La rentabilité du Gaec de l’Érosion 

Exercice du 01/01/2017 au 31/12/2017

Résultats technico-économiques

Lait produit : 410 446 litres

Lait vendu : 393 406 litres

Moyenne économique : 8 463/VL

Taux : TB :40,88 g/l - TP : 36,15 g/l

Taux cellulaire : 133 000 

Age 1er vêlage : 26 mois

Taux de renouvellement : 35 %

IVV : 372 j

Prix du lait :  370 € /1 000 l

Concentré : 2 011 kg/VL soit  238 g/l

Prix du concentré (dont 34 % prélevé) : 373 €/t

Coût des achats VL (fourrages + concentrés) : 92 €/1 000 l de lait vendu

Coût alimentaire VL :  131 €/1000 l de lait vendu (coût réel des fourrages)

Prix des réformes (9) : 1 037 €

Prix des reproductrices (7) : 1 136 €

Prix des veaux (33 dont 16 mâles et 9 femelles croisés) : 369 €

Le lait est payé 43 € au-dessus du prix de base, résultat de taux très élevés, d’une qualité toujours en super A et de primes spécifiques Danone (qualité, lait d’été).

Le coproduit viande est tout aussi bon : 94 €/1 000 l (référence départementale : 60 € en Montbéliarde).

Les aides (19 % du produit brut) comprennent principalement l’ICHN (23 800 €) et les aides découplées (21 900 €).

Les achats de fourrages (maïs épi, foin et mélange pulpe-maïs) représentent 42 €/1 000 litres et les achats totaux (avec concentrés et minéraux) 135 €/1 000 l (référence : 60 - 70 €). Les frais des surfaces fourragères sont très bas (19 €) et les frais d’élevage un peu élevés (55 €/45 € : référence) en lien avec le travail génétique.
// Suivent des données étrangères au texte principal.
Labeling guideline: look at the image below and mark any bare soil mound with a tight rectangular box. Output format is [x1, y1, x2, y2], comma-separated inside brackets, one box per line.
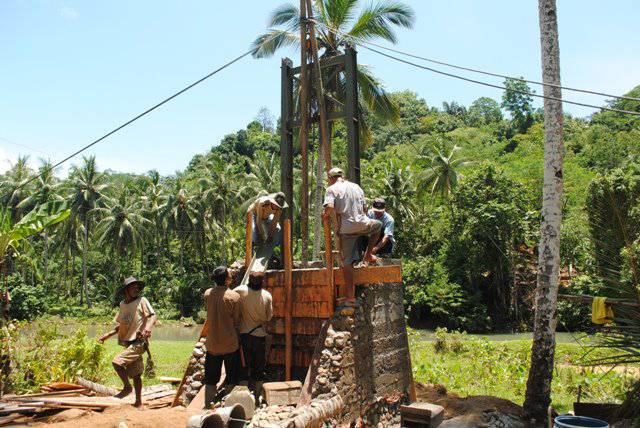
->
[416, 382, 522, 419]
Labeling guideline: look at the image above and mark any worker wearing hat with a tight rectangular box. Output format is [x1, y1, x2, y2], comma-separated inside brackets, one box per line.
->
[247, 192, 289, 245]
[322, 168, 382, 302]
[98, 276, 156, 407]
[358, 198, 395, 257]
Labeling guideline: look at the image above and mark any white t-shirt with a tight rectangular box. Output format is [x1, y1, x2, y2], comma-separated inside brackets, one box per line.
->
[324, 180, 371, 235]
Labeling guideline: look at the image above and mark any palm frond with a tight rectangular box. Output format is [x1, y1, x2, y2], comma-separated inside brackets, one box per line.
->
[323, 0, 358, 28]
[251, 29, 300, 58]
[348, 2, 415, 43]
[358, 65, 400, 122]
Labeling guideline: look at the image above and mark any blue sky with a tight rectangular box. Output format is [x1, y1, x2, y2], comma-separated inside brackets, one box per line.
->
[0, 0, 640, 174]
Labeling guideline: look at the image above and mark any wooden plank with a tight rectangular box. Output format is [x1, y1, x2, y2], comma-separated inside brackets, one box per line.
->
[273, 301, 333, 318]
[266, 265, 402, 290]
[322, 217, 335, 316]
[299, 0, 309, 263]
[344, 46, 360, 185]
[267, 284, 331, 302]
[171, 320, 209, 407]
[267, 317, 325, 335]
[556, 294, 640, 308]
[269, 348, 313, 368]
[187, 385, 204, 412]
[280, 58, 293, 234]
[284, 219, 293, 380]
[244, 212, 253, 269]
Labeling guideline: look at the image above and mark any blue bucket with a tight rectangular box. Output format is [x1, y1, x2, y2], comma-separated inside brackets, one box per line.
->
[553, 415, 609, 428]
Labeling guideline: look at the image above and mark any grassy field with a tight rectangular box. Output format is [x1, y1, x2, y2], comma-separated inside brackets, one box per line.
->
[410, 332, 638, 412]
[8, 323, 640, 412]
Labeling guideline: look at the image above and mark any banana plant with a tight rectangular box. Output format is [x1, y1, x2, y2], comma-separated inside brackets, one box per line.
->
[0, 201, 71, 268]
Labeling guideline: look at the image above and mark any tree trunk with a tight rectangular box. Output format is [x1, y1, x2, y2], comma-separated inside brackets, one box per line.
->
[300, 0, 309, 266]
[524, 0, 563, 423]
[80, 216, 91, 308]
[42, 230, 49, 284]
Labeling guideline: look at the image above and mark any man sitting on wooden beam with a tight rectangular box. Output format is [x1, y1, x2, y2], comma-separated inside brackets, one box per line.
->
[322, 168, 382, 303]
[247, 192, 289, 247]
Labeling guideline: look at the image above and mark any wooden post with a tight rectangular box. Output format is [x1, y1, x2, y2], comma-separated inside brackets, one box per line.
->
[244, 212, 253, 269]
[284, 219, 293, 380]
[322, 218, 336, 314]
[306, 0, 331, 171]
[171, 320, 209, 407]
[300, 0, 309, 266]
[344, 46, 360, 185]
[280, 58, 293, 254]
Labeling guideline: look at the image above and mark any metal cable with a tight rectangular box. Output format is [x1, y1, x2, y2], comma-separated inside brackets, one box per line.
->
[16, 49, 253, 190]
[354, 42, 640, 116]
[314, 21, 640, 101]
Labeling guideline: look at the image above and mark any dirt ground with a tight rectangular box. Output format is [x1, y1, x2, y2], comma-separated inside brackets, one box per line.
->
[27, 383, 522, 428]
[416, 382, 522, 419]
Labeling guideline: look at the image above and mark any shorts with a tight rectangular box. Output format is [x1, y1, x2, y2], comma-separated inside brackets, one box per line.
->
[112, 342, 144, 377]
[340, 220, 382, 266]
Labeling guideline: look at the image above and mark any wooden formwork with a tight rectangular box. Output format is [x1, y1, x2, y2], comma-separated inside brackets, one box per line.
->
[266, 265, 402, 373]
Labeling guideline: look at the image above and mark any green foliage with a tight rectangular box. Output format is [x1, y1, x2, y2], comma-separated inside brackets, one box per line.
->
[502, 78, 535, 133]
[0, 322, 106, 393]
[403, 257, 490, 331]
[410, 330, 635, 412]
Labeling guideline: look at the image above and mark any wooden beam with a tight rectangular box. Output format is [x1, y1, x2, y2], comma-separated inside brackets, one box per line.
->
[291, 55, 344, 76]
[284, 219, 293, 380]
[558, 294, 640, 308]
[344, 46, 360, 185]
[266, 265, 402, 293]
[244, 212, 253, 269]
[300, 0, 309, 266]
[306, 0, 331, 172]
[322, 217, 335, 313]
[280, 58, 293, 254]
Les charges de mécanisation avec amortissements (114 €) sont dans le haut de la fourchette départementale (90 à 110 €).

Malgré des frais d’alimentation importants, l’efficacité économique (43 % d’EBE/PB) reste excellente. Le revenu disponible est de 38 165 €/UMO. En 2016, en conjoncture difficile, l’efficacité était de 36 % pour un EBE de 87 264 € et un disponible de 23 690 €/UMO.

L’exploitation est peu endettée (34 % d’annuité/EBE), les emprunts portant surtout sur du matériel.